Levene later admitted ripping-off, among others, Stagecoach founders Ann Gloag and Brian Souter for £10m in an unconnected fraud. He was sentenced to 13 years and is still in jail.

In January 2007, according to court papers, Heather paid £19m into a Levy & McRae client account. Five days later, it was paid out to a Panamanian company owned by Levene.

Later that month, a further £9.412m from Heather was paid through Gibraltar solicitors to a company owned by King. Both these payments were undocumented and without security.

The Glasgow-based solicitors maintain that they never acted for Heather.

In December 2008, the Gibraltar solicitor, Hassans, made an “unexplained payment” of £200,000 to Peter Watson, one of Levy & McRae’s senior partners. Watson left the company in 2014 and has been suspended from his part-time role as a sheriff.

King lives in the gated La Zagaleta millionaire complex in Marbella, with its own golf courses, riding stables and swimming pools, where houses sell for up to £20m. He paid himself around £34m from Heather between 2005 and 2008.

Duffy, the fund liquidator, claims in court papers that many of loans made to companies to develop land were “a fabrication and a sham”. They were usually paid through a subsidiary company called Mathon, in which Peter Watson was, for a time, a director.

The properties purchased, several of them in Scotland, were valued by Heather at £161m but were eventually sold for just £8m.

Several of the Scottish loans went to companies owned by highly controversial businessmen. The twins Mario and Carlo Rea were recipients. They are associates of the Glasgow crime family the Daniels. The two were convicted of attacking members of the rival Lyons clan. Mario, a boxing promoter, was also stabbed in the head, arm and back in Coatbridge, in 2012.

Other loans went to companies owned by Stephen McKenna and Allan Stewart, who once claimed to be interested in buying Rangers. However, their company went bust owing the tax authorities £78,000. McKenna has also had another of his companies compulsorily wound up.

In 2012, a Gibraltar couple, Mark and Minette Compson, set up Advalorem Asset Fund Limited, a similar scheme to Heather, to buy and develop properties. Four UK pension funds backed them with £7,760,500 of investment. Like Heather, Advalorem (AAFL) also went bust. The principal cause was the purchase of a piece of land in Kirkintilloch owned by King.

The 36 acres had been owned by the housebuilders Stewart Milne. In 2000, Milne applied to East Dunbartonshire council for planning permission to build, which was refused. They then took the view that no-one could get permission to build on what was a flood plain.

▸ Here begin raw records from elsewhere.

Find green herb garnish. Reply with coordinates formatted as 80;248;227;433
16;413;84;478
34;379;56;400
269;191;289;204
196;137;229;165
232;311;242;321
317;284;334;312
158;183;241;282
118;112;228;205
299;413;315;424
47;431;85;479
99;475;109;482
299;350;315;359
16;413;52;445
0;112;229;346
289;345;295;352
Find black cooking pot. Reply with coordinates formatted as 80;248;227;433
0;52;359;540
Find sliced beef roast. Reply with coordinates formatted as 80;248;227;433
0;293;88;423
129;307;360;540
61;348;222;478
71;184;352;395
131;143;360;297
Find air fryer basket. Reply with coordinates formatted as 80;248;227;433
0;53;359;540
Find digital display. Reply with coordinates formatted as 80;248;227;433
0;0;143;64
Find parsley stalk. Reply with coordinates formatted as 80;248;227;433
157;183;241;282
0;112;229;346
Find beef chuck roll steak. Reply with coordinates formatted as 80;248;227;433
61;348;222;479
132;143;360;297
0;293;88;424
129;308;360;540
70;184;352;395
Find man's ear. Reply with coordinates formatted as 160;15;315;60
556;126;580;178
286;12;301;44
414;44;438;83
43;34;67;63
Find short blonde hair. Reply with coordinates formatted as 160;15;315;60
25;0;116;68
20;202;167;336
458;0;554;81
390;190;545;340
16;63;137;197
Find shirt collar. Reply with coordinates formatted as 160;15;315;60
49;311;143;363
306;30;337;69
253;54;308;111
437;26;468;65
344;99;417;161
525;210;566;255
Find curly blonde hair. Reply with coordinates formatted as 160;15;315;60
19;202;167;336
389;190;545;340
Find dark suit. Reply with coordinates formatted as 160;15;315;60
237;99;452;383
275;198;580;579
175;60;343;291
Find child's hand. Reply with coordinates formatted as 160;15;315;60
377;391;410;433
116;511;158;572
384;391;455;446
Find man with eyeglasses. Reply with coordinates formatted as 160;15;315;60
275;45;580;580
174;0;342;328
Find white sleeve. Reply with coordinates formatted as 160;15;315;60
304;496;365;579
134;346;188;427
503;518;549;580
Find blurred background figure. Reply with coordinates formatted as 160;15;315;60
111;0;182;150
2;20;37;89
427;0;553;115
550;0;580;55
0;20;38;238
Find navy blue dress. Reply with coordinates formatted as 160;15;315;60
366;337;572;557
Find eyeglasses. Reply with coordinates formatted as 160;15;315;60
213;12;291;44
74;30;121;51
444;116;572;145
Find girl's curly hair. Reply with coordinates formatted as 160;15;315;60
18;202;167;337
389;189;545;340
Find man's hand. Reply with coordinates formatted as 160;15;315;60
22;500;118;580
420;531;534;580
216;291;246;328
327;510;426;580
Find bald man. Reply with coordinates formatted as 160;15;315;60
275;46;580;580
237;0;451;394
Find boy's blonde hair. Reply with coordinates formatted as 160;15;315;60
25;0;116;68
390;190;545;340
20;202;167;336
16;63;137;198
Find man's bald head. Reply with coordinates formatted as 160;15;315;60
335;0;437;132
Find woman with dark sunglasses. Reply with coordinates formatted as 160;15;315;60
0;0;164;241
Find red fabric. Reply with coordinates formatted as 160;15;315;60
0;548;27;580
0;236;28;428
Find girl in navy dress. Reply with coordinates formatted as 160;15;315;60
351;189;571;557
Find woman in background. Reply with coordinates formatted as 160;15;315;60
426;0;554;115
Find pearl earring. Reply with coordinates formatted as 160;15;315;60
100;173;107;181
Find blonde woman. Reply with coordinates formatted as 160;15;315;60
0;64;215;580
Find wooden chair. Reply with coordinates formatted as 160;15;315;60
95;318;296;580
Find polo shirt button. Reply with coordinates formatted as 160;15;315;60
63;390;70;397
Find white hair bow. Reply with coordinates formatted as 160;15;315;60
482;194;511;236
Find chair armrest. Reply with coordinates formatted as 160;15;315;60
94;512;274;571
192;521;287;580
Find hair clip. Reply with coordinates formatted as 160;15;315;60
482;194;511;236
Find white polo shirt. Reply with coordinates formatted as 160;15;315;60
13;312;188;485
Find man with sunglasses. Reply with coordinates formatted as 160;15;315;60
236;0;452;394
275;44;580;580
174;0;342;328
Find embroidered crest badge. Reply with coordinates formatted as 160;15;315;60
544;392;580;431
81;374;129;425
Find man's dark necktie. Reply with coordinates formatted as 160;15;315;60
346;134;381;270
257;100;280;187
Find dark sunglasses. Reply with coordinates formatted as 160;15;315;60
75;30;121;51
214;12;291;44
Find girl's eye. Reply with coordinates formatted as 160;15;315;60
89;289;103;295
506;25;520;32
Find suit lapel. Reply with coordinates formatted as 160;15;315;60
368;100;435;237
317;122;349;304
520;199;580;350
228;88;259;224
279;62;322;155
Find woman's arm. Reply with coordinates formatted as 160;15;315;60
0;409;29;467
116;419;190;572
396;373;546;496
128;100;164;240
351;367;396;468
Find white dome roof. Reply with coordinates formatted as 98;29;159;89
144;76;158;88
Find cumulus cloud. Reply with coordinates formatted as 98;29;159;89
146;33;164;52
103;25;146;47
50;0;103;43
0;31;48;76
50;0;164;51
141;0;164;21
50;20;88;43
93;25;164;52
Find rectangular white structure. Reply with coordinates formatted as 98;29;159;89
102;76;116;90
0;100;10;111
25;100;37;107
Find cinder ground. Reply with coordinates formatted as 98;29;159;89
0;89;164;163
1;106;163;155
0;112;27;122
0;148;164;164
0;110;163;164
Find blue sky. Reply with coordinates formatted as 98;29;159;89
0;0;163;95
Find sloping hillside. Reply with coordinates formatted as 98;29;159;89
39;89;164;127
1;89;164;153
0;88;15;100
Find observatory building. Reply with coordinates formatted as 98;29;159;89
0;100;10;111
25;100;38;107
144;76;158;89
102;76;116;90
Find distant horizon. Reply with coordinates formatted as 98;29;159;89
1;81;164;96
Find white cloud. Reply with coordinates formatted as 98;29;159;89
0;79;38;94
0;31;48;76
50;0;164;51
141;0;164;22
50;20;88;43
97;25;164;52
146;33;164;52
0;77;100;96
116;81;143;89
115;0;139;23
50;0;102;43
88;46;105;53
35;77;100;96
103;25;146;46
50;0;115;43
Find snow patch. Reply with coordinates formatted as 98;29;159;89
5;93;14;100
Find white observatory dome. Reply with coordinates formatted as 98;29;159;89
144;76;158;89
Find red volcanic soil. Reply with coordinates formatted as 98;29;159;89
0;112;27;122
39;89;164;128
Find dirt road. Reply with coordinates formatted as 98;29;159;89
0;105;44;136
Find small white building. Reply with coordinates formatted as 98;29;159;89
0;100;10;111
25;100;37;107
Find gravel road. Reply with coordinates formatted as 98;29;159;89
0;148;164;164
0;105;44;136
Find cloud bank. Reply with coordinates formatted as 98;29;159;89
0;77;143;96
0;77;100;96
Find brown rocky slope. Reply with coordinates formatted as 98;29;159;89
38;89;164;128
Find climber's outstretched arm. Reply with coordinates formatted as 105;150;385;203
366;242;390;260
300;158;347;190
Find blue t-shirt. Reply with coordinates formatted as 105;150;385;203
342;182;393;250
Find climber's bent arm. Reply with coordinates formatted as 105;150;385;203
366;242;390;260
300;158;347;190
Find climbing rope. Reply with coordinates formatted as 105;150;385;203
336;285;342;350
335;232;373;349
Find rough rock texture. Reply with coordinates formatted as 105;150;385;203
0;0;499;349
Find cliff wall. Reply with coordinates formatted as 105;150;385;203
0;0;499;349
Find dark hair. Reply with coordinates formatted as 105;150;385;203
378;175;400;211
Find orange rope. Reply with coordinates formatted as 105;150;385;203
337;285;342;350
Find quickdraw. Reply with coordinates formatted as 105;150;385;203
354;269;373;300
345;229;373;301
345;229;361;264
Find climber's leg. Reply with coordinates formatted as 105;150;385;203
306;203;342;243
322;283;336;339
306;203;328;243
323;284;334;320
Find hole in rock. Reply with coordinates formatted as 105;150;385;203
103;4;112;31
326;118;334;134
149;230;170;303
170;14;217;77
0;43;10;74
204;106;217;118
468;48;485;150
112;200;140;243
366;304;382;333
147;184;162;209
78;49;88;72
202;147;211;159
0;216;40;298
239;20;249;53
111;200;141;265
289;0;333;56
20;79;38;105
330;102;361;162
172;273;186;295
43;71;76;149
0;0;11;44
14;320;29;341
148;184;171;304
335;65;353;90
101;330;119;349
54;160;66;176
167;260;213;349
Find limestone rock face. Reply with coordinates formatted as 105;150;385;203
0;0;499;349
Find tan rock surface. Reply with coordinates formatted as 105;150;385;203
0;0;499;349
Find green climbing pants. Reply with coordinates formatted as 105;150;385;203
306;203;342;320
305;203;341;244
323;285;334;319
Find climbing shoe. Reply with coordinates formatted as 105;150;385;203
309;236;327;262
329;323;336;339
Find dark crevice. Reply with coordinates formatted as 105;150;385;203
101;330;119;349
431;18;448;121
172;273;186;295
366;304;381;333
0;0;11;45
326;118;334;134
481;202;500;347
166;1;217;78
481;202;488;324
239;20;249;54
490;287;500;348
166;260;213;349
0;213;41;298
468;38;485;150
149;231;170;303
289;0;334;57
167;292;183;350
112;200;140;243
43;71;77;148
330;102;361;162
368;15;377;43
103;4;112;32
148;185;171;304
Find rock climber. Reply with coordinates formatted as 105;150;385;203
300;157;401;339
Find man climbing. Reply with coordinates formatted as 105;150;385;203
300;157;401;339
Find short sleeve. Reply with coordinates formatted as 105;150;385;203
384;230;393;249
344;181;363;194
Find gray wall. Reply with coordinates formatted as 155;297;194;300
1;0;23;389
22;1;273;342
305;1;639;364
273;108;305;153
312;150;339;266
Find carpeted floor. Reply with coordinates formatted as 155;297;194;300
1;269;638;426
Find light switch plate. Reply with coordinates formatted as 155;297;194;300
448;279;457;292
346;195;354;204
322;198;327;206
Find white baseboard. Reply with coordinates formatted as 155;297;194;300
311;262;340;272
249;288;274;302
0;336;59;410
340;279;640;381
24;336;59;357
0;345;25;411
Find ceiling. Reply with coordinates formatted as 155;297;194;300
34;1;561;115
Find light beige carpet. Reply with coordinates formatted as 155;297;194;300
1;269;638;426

According to legal submissions in the Gibraltar Court of Appeal, the land was sold in 2008 by Milne for £305,000 to a company incorporated in the British Virgin Islands, owned by King, and then shuffled through two other companies to one in Gibraltar, Thistle, again owned by King.

Despite the Milne planning refusal, a report commissioned by AAFL from a Glasgow firm of surveyors indicated that planning permission was likely, as the council was “skint”, valuing the land up to £10.3m – although valuations since the collapse have put the worth as less than £200,000.

AAFL, according to court papers, paid King’s company “a non-refundable deposit of over £2.1m with no reason or justification being provided”, with the balance of the £6m completed by June 2013.

But according to the AAFL liquidator, Adrian Hyde, who visited the Kirkintilloch site: “Valuing the land on the basis of an assumption that it is not a flood plain makes the valuation completely worthless.” He addedAdding that it “was based on what I describe as fantasy assumptions”.

In 2015 King, as well as his lawyer Andrew Sobolewski, accountant Andrew Millar and property expert Scott Carmichael were named in police report to the Crown Office. A spokesperson said only that a report had been received “in relation to four men aged 41, 44, 54 and 62. The report remains under consideration.”